C string is used only for literal constant in Redis. For the situation that the string can be modified, Redis provide a Simple Dynamic String(SDS). The key in Redis is actually a SDS, and if you insert a key-value with SET msg "hello world", a SDS instance will be constructed for the key. In this case, the value is also a SDS instance with the content of “hello world”.

Besides string, SDS is also used for buffer which can serve the AOF module and client’s input.

This post will dive into the implementation of SDS comparing with classic C string.

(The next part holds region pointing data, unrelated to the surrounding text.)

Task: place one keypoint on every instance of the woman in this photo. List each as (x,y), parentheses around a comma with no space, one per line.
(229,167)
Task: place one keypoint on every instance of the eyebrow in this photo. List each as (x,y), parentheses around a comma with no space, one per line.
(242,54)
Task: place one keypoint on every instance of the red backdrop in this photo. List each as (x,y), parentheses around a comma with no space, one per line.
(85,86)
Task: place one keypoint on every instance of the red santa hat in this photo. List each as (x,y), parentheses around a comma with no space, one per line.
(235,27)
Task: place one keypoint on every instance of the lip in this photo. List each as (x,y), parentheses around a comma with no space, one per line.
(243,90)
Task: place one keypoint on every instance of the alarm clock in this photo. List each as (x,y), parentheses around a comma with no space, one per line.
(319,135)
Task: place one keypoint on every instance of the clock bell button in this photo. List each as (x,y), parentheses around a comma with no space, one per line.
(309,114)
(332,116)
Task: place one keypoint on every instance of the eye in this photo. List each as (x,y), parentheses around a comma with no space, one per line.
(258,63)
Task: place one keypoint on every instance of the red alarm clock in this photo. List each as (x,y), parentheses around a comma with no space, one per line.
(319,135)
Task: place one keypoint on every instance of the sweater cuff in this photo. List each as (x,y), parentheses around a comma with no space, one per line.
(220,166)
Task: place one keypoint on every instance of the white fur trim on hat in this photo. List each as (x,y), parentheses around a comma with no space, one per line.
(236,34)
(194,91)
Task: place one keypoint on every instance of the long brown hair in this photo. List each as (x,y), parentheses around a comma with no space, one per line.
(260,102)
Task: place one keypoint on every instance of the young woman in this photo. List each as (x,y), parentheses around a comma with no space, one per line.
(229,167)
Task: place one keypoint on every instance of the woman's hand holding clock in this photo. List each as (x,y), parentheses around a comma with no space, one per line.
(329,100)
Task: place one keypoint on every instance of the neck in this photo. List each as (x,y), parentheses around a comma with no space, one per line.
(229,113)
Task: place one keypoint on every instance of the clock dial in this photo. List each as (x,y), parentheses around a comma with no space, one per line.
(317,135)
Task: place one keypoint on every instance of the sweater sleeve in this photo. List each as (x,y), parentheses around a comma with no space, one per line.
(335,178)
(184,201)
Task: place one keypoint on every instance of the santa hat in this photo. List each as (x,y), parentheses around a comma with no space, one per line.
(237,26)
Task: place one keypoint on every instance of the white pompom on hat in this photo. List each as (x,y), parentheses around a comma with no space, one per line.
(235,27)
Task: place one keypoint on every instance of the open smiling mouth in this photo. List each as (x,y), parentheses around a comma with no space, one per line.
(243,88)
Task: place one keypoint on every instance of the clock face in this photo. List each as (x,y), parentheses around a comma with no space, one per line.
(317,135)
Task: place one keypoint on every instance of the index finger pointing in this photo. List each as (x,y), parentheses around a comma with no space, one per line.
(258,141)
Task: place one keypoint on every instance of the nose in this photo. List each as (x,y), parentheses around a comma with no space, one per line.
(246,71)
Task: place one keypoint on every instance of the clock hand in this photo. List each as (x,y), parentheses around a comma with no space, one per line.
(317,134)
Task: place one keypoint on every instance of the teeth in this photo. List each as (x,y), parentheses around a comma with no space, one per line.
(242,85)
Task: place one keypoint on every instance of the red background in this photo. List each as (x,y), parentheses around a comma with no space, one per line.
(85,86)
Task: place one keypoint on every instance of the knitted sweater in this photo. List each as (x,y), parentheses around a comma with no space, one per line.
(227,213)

The code analyzed in this post is based on 5.0.0

Definition

SDS is defined in sds.h. The struct changed after 3.2 to save memory. Now, Redis offers five types of SDS: sdshdr5, sdshdr8, sdshdr16, sdshdr32, sdshdr64. The length of content determines which struct will be used.

#define SDS_TYPE_5  0
#define SDS_TYPE_8  1
#define SDS_TYPE_16 2
#define SDS_TYPE_32 3
#define SDS_TYPE_64 4
#define SDS_TYPE_MASK 7
#define SDS_TYPE_BITS 3

typedef char *sds;

/* Note: sdshdr5 is never used, we just access the flags byte directly.
 * However is here to document the layout of type 5 SDS strings. */
struct __attribute__ ((__packed__)) sdshdr5 {
    unsigned char flags; /* 3 lsb of type, and 5 msb of string length */
    char buf[];
};
struct __attribute__ ((__packed__)) sdshdr8 {
    uint8_t len; /* used */
    uint8_t alloc; /* excluding the header and null terminator */
    unsigned char flags; /* 3 lsb of type, 5 unused bits */
    char buf[];
};
struct __attribute__ ((__packed__)) sdshdr16 {
    uint16_t len; /* used */
    uint16_t alloc; /* excluding the header and null terminator */
    unsigned char flags; /* 3 lsb of type, 5 unused bits */
    char buf[];
};
struct __attribute__ ((__packed__)) sdshdr32 {
    uint32_t len; /* used */
    uint32_t alloc; /* excluding the header and null terminator */
    unsigned char flags; /* 3 lsb of type, 5 unused bits */
    char buf[];
};
struct __attribute__ ((__packed__)) sdshdr64 {
    uint64_t len; /* used */
    uint64_t alloc; /* excluding the header and null terminator */
    unsigned char flags; /* 3 lsb of type, 5 unused bits */
    char buf[];
};

Allow me to skip sdshr5 which will never be used. The other four structures all incorporate the following member:

  • buf: the array storing the actual characters and ends with “\0”.
  • len: the length of this SDS, it will exclude the trailing “\0”.
  • alloc the memory allocated for this SDS, but may be used partially. The available size is alloc - len. This variable also exclude the last “\0”.
  • flags: 3 bits of char indicates the type of this SDS.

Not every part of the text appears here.